Thinking about best practices for Facebook turned out to be a bit of a conundrum. There are many things I've mentioned before in posts about best practices here on The Connected Leiden Researcher and it would seem somewhat redundant to mention them again. Yet when searching the internet for other people's best practices, those elements are repeated over and over. To think before you post, to use your common sense, to be kind and courteous, and to be authentic.
Yet when you decide to use Facebook as part of your professional, academic life there are some additional things you'll have to keep in mind to be sure to keep the public and the private parts of your life separate. And to make sure you can do so without having to think too much about it. With that in mind, these are some of the best practices for academics on Facebook.
Define your boundaries
Decide upon your boundaries early on. Who will you friend and who won't you friend? Do you draw a hard line between personal and professional contacts? Do you draw the line at your peers, thus friending colleagues, but not friending students? If you define your boundaries beforehand, it will make it easier to decide which friend requests to accept and which to ignore once your profile is active. Additionally, you can also choose to keep your timeline and wall for personal activities and only engage in professional activities in groups and on pages.
Master Privacy Settings
Whether you want to keep a porous membrane between your personal and professional life or a solid brick wall, the best way to achieve this is by setting up your privacy settings wisely. I explained about the ways to do this in last week's post.

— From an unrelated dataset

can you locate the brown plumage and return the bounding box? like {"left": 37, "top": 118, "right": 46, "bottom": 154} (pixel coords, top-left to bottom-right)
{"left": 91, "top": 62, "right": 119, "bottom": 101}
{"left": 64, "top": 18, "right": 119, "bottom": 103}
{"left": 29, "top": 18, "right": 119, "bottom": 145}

Decide Your Intended Audience
The type of audience you want to reach will also influence which type of platform - your personal wall, a page, or a group - within Facebook you'll want to use to reach it. It will also determine the tone of your updates. If you're aiming at reaching the more general public you'll have use a different tone and register than if you're aiming at communicating with your peers. While you can mix it up a bit, consistency is important so deciding on a single audience would probably get the best results.
Present Your Content Wisely
Try to post regularly and well-timed, by discovering when your audience is online. And to maximize interaction, think visually. Post photos or videos, as they tend to grab more attention than just a simple link or status update. And when sharing a link don't forget to check whether you want to edit the small preview text into something more captivating and maybe change the preview image as well.